The House has passed two 2007 spending bills that included research funding called for in Bush’s initiative, including a $439-million boost for the National Science Foundation. The Senate is trying to finish work on its version of the bills, which also fully pay for Bush’s initiative, and they are expected to be approved by the end of the year.
“We’re on the path to get the money, and that’s what counts,” said House Science Committee Chairman Sherwood L. Boehlert (R-N.Y.). “We’ve got more to do, but thus far, it’s going well.”
That funding, however, is focused on long-term basic research at universities. The two main priorities for the high-tech industry were an increase in the annual number of H-1B visas for highly skilled workers from abroad and a permanent extension and expansion of the R&D; tax credit.
Complaining that there aren’t enough top-level U.S. engineers and computer scientists, the tech industry often looks abroad to fill technical jobs. Those workers must first obtain special six-year H-1B visas. At the peak of the dot-com boom, Congress temporarily increased the annual number of those visas to a high of 195,000.
But in 2004, the limit dropped to 65,000, with an additional 20,000 available to foreigners who earned advanced degrees at U.S. universities. The tech industry says it needs a lot more. The program is in such demand that U.S. immigration officials received enough applications to cover the 2007 allotment in May, more than four months before the fiscal year begins.
The Senate immigration reform bill includes an increase in the annual H-1B limit to 115,000, but the House’s immigration bill has no increase. The broader immigration issue is so contentious that no compromise is expected this year.

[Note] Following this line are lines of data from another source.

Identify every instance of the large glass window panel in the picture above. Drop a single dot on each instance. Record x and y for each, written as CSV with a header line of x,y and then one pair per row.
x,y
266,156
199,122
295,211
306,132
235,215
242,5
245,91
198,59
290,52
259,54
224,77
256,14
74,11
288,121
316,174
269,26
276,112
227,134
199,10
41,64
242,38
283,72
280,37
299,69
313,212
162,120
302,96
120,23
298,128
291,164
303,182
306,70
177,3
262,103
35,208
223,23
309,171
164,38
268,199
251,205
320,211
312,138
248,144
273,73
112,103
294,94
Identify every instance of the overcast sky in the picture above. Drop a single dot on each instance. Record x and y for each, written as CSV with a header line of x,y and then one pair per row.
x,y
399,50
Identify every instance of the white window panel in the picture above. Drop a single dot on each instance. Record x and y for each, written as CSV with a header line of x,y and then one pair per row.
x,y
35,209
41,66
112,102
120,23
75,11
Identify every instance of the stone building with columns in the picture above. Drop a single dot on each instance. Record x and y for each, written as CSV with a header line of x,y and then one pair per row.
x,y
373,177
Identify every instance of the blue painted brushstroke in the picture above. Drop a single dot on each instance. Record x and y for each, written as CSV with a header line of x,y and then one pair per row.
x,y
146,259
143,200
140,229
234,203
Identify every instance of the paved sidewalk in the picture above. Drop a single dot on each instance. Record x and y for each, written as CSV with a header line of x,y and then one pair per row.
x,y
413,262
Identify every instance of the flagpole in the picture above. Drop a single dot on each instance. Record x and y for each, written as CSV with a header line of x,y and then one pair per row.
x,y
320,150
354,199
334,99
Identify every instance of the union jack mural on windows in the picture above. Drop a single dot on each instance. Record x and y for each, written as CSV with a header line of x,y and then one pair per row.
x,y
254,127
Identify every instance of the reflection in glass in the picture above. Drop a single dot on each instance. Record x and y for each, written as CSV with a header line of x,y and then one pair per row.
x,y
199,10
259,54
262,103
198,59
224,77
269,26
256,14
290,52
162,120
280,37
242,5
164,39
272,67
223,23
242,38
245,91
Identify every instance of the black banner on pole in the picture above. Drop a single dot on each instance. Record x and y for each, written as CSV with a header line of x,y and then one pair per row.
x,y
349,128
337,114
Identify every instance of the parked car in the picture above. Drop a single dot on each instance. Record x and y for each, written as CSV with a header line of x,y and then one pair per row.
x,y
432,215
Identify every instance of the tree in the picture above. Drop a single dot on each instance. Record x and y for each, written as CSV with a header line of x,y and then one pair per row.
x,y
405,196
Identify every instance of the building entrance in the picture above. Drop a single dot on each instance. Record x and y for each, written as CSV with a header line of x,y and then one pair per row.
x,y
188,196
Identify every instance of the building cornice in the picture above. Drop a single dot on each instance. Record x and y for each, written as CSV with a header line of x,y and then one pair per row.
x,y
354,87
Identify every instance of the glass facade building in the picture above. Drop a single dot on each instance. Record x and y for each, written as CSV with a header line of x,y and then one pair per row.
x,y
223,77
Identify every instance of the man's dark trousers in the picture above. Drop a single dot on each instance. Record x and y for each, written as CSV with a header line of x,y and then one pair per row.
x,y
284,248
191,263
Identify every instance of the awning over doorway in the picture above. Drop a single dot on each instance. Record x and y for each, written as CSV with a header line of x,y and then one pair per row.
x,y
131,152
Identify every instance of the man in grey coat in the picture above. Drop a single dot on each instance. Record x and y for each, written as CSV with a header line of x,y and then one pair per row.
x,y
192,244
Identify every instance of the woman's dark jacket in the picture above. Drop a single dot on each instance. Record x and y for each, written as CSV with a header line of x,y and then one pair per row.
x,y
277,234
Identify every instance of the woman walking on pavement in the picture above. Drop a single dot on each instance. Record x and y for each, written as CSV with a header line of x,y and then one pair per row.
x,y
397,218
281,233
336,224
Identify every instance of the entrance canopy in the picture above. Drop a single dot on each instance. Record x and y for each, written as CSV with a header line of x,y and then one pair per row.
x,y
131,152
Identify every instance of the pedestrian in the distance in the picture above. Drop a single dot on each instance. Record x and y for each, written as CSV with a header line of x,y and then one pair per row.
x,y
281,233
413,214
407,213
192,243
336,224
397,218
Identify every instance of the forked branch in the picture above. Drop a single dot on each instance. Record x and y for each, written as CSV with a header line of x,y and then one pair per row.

The tax credit, which saves U.S. companies about $7 billion a year by offsetting about 6% of their research and development expenses, expired on Dec. 31. Bush’s initiative called for a permanent extension and expansion of the credit, at a cost of $86 billion over 10 years.
Permanence is off the table for now. The tech industry is scrambling simply to get the credit reinstated for two years, which is expected to happen by the end of the year. A short-term extension of the tax credit is popular with both Republicans and Democrats, but that allowed it to be used as a political bargaining chip this summer.
GOP congressional leaders removed it from a bill headed for passage and attached it to another that contained a controversial cut in the estate tax, hoping the tax credit would lure support.
That bill didn’t pass the Senate. The maneuver infuriated high-tech executives and Democrats backing competitiveness legislation.
“It’s not unreasonable to say that when you’re in charge of the White House, the House and the Senate, that you produce the things you promise to produce,” Rep. Zoe Lofgren (D-San Jose), who helped craft the House Democrats’ competitiveness plan in the fall, said of Republicans.
“All they want to do is talk about it. They don’t really want to do anything.”
Sen. John Ensign (R-Nev.) hasn’t thrown in the towel.
He’s been working to combine all the components of Bush’s initiative and other legislation addressing the issue into one bill that could move through Congress more easily. Ensign thinks there’s still enough time to get his last-ditch attempt passed this year.
“I’m hoping,” he said, “it doesn’t get caught up in election-year politics.”